Figure 8. Caspases of the intrinsic apoptotic cascade are required for HAzPC-induced apoptosis

HL60 cells were treated with the caspase inhibitor zVAD-fmk or the caspase 9 specific inhibitor zLEHD-fmk, and with 5 μM HAzPC or maintained in buffer for 6 h. The cells were then stained with annexin V and the resulting cellular fluorescence analyzed by flow cytometry as in Figure 1. This experiment is representative of two other independent experiments.

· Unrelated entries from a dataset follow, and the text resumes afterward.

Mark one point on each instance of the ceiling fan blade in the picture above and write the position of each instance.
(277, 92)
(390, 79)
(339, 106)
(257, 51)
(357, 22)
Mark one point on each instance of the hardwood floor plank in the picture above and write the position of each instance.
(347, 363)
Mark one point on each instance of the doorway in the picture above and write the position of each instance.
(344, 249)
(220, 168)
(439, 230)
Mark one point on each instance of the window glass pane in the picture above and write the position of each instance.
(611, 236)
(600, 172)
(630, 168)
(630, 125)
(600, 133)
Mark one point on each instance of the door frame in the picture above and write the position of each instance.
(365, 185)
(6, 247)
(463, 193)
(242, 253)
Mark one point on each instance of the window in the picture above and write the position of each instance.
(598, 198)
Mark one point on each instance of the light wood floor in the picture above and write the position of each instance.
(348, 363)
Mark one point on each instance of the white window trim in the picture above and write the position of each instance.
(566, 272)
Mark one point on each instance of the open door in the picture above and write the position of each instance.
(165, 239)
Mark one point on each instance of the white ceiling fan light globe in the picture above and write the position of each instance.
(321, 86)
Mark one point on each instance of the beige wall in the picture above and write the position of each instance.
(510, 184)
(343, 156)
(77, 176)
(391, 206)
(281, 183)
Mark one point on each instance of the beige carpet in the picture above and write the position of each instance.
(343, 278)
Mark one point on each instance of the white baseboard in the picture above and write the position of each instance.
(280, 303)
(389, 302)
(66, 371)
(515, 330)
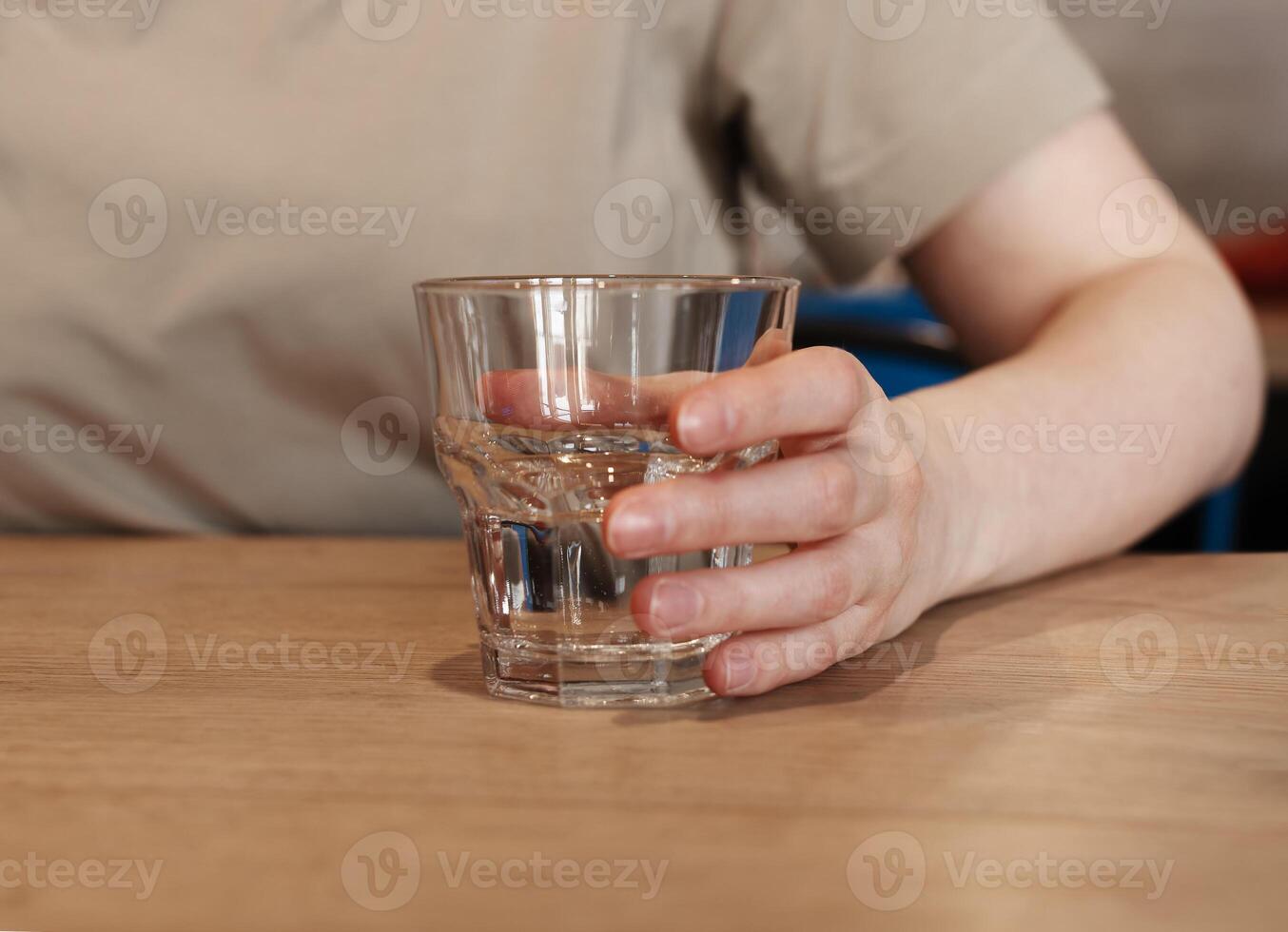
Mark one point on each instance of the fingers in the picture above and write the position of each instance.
(808, 498)
(811, 392)
(757, 663)
(809, 586)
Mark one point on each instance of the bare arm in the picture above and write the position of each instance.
(1117, 389)
(1091, 340)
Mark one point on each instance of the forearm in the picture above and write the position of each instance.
(1140, 394)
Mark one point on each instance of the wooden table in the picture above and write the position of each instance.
(1008, 728)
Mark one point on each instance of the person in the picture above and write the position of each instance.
(213, 213)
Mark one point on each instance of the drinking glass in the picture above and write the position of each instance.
(553, 396)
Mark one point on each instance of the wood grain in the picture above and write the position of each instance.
(993, 731)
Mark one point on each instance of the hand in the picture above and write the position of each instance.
(850, 492)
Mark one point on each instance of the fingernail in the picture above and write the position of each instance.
(636, 531)
(673, 607)
(702, 421)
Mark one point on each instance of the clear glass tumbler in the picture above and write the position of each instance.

Figure 9. Mitochondrial protection by Bcl-X_L blocks HAzPC-induced apoptosis

A. Bcl-X_L expression. HL60 cells stably over-expressing human Bcl-X_L were immunoblotted for total cellular Blc-X_L and actin. B. Cytochrome C loss from isolated mitochondria. Mitochondria were isolated from Bcl-X_L over-expressing cells, treated or not with HAzPC, and loss of cytochrome C to the supernatant was determined as in Figure 6. C. Bcl-X_L expression suppresses HAzPC-induced apoptosis. Surface display of phosphatidylserine was quantitated by flow cytometry using Alexa₄₈₈-conjugated annexin V as in Figure 1. Each panel is representative of three independent experiments. This is an arm of the experiment in Fig. 2B, so the buffer and HAzPC histograms are the same.